While the pandemic has limited numbers of participants this summer, it has led The Fuller Center of Greater New York City to respond to one problem by creating a new opportunity. This fall, they are planning to launch an after-school version of Builders Camp.
“This year I’m going to start an after-school Builders Camp because they’re going to be without many of their sports programs,” Killoran explained. “Just think of what it’s done to the psyche of these kids, thousands and thousands of them. Their after-school and sports programs, 90 percent of them are gone.”
That means that some of the skilled construction leaders who make these summer programs possible will be needed to continue providing supervision and training throughout the year.
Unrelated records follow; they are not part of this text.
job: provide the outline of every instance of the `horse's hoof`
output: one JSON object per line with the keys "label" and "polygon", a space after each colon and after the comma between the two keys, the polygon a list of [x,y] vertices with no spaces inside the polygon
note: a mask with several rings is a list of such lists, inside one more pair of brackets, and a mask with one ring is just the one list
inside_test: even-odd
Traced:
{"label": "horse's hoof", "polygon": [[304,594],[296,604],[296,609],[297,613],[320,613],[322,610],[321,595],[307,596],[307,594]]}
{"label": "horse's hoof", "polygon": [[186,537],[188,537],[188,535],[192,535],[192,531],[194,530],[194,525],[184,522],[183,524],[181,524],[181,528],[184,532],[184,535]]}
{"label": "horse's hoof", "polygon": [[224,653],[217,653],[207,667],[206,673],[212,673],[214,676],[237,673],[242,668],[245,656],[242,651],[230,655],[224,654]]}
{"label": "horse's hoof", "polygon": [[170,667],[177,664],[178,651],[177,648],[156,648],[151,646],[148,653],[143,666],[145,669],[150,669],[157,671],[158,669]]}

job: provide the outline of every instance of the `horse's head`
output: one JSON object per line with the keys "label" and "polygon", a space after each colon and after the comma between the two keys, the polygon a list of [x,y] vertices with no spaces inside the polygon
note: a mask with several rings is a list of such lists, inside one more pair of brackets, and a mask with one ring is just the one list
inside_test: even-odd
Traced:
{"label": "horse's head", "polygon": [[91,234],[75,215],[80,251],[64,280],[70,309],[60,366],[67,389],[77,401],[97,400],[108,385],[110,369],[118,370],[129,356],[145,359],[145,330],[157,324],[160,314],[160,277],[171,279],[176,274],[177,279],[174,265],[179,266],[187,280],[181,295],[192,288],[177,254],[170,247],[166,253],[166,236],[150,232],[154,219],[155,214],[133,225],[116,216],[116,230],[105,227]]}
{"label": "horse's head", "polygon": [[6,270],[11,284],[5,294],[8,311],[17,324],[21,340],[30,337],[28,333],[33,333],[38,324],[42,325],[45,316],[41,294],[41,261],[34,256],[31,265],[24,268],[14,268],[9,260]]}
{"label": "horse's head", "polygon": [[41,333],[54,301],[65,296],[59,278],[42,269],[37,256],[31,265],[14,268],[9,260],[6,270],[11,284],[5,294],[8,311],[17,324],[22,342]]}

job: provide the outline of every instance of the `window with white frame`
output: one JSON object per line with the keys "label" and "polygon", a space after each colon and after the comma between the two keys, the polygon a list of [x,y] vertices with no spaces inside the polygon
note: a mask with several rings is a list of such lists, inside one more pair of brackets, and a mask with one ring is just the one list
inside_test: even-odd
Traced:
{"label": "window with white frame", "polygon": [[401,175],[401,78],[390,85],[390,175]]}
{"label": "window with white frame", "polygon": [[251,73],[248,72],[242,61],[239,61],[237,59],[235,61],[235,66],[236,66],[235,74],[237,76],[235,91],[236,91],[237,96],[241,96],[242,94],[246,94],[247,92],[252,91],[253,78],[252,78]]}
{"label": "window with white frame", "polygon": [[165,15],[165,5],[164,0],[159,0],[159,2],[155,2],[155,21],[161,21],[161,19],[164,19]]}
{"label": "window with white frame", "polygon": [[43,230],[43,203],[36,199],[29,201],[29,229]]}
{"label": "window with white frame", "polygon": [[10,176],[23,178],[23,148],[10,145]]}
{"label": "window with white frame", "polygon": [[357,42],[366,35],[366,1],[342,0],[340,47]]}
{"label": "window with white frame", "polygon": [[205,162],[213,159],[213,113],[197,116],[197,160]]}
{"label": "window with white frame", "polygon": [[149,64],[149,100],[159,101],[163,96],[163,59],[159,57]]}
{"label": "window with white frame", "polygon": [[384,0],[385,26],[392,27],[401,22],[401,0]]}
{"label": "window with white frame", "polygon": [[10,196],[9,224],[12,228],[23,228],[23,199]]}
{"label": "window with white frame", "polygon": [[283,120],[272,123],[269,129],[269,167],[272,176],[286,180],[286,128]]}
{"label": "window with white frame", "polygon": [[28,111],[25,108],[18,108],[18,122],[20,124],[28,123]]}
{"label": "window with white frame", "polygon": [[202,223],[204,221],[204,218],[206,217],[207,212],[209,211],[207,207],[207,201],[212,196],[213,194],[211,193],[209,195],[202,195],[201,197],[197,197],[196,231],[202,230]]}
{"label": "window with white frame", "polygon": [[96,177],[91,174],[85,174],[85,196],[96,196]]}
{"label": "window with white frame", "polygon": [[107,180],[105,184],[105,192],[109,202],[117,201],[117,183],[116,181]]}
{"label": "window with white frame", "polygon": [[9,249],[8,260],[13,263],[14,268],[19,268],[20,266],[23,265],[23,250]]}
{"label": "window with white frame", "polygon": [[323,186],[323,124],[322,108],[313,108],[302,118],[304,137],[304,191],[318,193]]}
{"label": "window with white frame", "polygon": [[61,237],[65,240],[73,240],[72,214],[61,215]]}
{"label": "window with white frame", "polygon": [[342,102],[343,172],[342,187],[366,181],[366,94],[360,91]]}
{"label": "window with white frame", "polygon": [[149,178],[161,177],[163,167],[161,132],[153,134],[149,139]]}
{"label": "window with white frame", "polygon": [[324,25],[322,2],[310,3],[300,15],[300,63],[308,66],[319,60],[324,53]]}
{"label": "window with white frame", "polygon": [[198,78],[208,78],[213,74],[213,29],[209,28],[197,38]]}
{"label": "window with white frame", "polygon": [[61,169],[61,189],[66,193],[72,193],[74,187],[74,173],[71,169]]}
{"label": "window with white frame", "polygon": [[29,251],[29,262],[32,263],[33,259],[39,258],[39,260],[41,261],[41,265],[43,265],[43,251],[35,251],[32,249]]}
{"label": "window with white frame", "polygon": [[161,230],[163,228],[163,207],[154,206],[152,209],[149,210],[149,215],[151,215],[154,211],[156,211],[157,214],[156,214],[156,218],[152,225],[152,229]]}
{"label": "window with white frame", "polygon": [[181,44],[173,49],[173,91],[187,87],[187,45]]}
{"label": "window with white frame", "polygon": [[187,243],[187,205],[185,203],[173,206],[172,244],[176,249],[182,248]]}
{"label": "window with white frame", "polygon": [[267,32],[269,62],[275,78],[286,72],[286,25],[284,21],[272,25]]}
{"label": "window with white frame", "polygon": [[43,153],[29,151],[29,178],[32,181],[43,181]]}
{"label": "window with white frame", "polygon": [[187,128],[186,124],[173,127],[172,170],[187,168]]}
Fortunately, finding such leaders has not been a problem.

“I have very good people who have been with me for 12 to 18 years who are phenomenal teachers,” Killoran said. “It’s hard to get someone who is a good construction worker who is also patient. I’ve been blessed to have a lot of those people stay with me.”
In his experience, Builders Camp participants often come back to volunteer. Some even go on to become the kinds of skilled leaders upon whom he depends.
“The high school kids become a volunteer base,” he said. “So, they can learn at the Builders Camp, and then they can volunteer. If they want, they can continue to help on what I call my A-Team. The A-Team are my high school kids who have helped me for 30 years who stay with me. If you’re on the A-Team, the goal is to end poverty.”
That simple goal keeps the young volunteers engaged and eager to pick up a hammer — or a shovel if needed.
“The kids love to come back,” Killoran said. “And they get it.”